O programa, destinado aos alunos do sétimo ano, transgrediu barreiras e envolveu toda a comunidade escolar. Benta Mota, servidora da unidade, lembra com carinho da mudança de comportamento dos estudantes para com a limpeza das salas de aula. “Eu achei legal quando os alunos vieram me perguntar sobre o meu trabalho. As pessoas que trabalham na limpeza muitas vezes são invisíveis.”
O Programa da Defesa Civil na Escola, assim como na EEB Melchíades Bonifácio Espíndola, impacta a vida de milhares em todo o Estado. Em 2021, a mobilização foi intensa, atuando em 166 municípios das 36 coordenadorias regionais de educação vinculadas à Secretaria de Estado da Educação.
Próximos passos
As próximas ações estão planejadas para que, em um período de três anos, todas as escolas catarinenses sejam mobilizadas a aderir à iniciativa. A escola de Balneário Rincão foi uma das primeiras a experimentar o impacto social que o projeto produziu para o presente e futuro dos seus 950 alunos.

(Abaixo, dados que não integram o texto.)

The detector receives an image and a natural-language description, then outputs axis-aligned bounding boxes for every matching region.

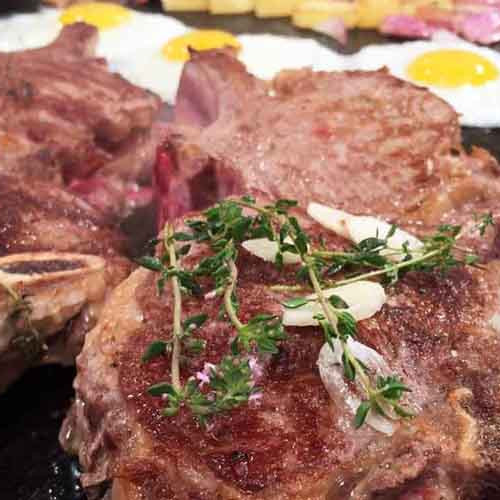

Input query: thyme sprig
[140,197,493,427]
[140,204,285,423]
[0,281,47,362]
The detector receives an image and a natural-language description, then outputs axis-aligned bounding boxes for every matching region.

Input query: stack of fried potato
[162,0,454,28]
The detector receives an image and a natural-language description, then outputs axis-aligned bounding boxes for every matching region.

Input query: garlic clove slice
[318,338,397,436]
[283,280,387,326]
[307,203,423,262]
[307,202,353,239]
[241,238,301,265]
[346,216,423,262]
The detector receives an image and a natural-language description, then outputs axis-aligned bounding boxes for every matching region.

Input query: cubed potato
[162,0,209,12]
[293,0,358,28]
[209,0,255,14]
[255,0,300,17]
[358,0,401,28]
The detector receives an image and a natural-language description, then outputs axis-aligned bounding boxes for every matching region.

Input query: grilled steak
[0,175,130,391]
[61,201,500,500]
[0,23,161,213]
[156,51,500,251]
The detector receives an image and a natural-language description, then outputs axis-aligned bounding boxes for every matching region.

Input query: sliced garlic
[241,238,301,265]
[307,203,423,262]
[318,338,396,435]
[283,281,386,326]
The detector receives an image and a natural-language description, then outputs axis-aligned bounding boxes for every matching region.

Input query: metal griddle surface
[0,0,500,500]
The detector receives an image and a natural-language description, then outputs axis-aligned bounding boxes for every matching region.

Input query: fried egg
[347,32,500,127]
[0,2,188,102]
[0,6,345,103]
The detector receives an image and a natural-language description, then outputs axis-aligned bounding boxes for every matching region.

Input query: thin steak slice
[156,51,500,251]
[0,23,161,213]
[61,200,500,500]
[0,174,131,391]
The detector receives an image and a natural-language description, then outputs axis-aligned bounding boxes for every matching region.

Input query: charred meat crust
[62,205,500,500]
[0,23,161,214]
[155,51,500,256]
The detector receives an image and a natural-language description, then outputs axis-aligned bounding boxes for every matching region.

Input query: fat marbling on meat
[0,174,131,391]
[155,51,500,253]
[0,23,161,214]
[61,200,500,500]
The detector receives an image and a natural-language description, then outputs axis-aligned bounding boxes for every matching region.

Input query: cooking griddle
[0,0,500,500]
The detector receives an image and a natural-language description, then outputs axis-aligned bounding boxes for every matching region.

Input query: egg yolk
[162,30,241,62]
[407,49,499,88]
[59,2,132,30]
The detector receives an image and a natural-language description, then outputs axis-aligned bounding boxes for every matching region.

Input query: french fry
[357,0,401,28]
[162,0,209,12]
[209,0,255,14]
[293,0,358,28]
[255,0,300,17]
[401,0,454,16]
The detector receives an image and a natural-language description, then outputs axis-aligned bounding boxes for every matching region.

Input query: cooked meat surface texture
[61,202,500,500]
[156,51,500,251]
[0,174,130,391]
[0,23,161,213]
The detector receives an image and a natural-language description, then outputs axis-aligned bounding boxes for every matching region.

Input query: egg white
[0,8,188,102]
[347,32,500,127]
[0,8,500,127]
[238,34,348,79]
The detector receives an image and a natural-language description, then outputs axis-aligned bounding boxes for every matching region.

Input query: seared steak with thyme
[0,174,130,391]
[156,51,500,251]
[61,197,500,500]
[0,23,161,213]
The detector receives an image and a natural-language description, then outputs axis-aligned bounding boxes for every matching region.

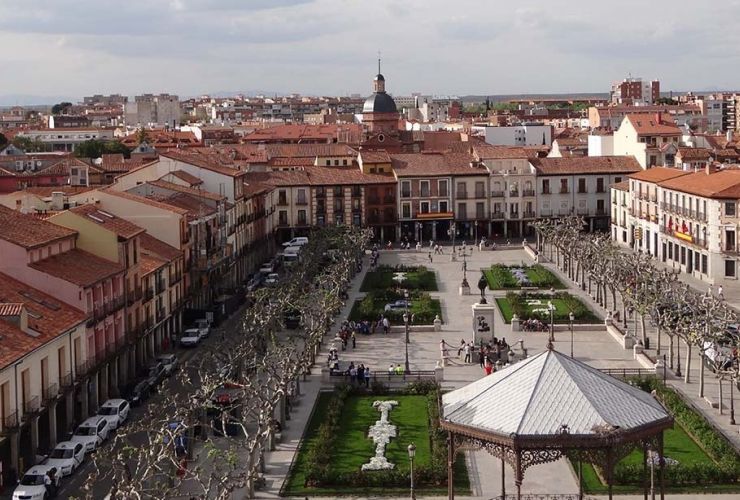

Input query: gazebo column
[642,441,648,500]
[447,432,455,500]
[501,455,506,499]
[658,431,665,500]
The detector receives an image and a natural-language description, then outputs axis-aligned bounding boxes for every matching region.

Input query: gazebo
[440,345,673,500]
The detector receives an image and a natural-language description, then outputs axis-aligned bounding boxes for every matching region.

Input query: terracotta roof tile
[629,167,689,182]
[530,156,642,175]
[0,205,77,248]
[29,248,124,287]
[659,169,740,199]
[0,273,85,368]
[69,203,145,240]
[139,233,183,262]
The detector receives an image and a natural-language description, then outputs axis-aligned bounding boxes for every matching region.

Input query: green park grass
[360,266,438,292]
[284,392,470,498]
[483,264,566,290]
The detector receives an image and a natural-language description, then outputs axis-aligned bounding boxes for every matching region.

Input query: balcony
[23,396,41,417]
[41,383,59,401]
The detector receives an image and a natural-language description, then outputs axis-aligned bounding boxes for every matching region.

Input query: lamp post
[547,300,555,342]
[478,273,493,304]
[568,311,576,358]
[408,443,416,500]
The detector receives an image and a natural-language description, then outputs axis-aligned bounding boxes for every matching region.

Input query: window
[725,260,736,278]
[437,179,450,196]
[725,201,736,217]
[401,181,411,198]
[475,201,486,219]
[401,203,411,219]
[457,203,468,219]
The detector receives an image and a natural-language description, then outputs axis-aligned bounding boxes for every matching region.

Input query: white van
[283,236,308,247]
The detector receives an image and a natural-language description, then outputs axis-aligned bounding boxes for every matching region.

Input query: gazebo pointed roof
[442,349,672,438]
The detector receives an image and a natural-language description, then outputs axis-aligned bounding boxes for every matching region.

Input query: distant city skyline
[0,0,740,104]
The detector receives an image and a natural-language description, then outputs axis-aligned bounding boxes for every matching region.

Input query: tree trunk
[683,342,691,384]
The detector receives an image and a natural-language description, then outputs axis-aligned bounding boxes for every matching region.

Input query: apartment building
[530,156,641,231]
[614,113,681,168]
[0,274,87,484]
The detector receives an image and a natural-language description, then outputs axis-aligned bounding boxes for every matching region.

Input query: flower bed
[496,292,599,323]
[583,379,740,493]
[284,383,469,497]
[348,290,442,325]
[483,264,566,290]
[360,265,438,292]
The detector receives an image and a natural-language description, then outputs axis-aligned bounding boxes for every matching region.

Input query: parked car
[70,415,110,453]
[98,399,131,430]
[195,318,211,338]
[383,299,411,312]
[44,441,85,477]
[283,236,308,247]
[157,354,178,377]
[260,262,275,274]
[123,378,151,406]
[180,328,201,347]
[13,464,59,500]
[147,360,167,386]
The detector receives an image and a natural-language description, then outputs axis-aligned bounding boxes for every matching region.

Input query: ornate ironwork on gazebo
[440,345,673,500]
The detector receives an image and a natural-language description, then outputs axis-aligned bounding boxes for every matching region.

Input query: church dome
[362,92,398,113]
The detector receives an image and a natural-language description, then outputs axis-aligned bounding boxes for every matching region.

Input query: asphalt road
[50,300,251,499]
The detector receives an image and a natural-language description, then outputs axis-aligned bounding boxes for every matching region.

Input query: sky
[0,0,740,102]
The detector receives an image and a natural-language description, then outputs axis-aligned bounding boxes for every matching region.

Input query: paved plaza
[257,247,740,499]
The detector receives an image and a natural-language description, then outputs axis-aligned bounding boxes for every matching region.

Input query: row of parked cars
[13,354,178,500]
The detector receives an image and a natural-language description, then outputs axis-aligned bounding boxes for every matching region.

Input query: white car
[180,328,201,347]
[44,441,85,477]
[157,354,177,377]
[13,464,59,500]
[195,319,211,338]
[283,236,308,247]
[98,399,131,430]
[70,416,110,453]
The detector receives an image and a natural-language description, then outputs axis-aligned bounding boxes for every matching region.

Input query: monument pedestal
[472,303,496,345]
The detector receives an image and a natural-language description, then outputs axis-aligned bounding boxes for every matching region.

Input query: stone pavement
[256,247,740,499]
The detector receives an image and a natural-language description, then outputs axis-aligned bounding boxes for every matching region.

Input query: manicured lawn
[360,266,438,292]
[496,293,599,323]
[573,425,728,494]
[483,264,566,290]
[347,292,444,325]
[285,392,470,498]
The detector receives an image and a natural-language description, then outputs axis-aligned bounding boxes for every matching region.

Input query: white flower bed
[362,401,398,470]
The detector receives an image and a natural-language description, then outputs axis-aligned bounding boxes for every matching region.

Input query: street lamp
[408,443,416,500]
[568,311,576,358]
[547,300,555,342]
[478,273,488,304]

“Fazemos com que as escolas possam desenvolver uma ecologia de aprendizagem no vir a ser dos alunos, indicando um despertar de pensamento crítico e espírito de autonomia do ser humano em suas localidades”, diz Rosinei. “Instigando uma correlação de dependência, de ética planetária, possibilitando uma relação de garantia de vida e desenvolvimento humano de justiça e liberdade.”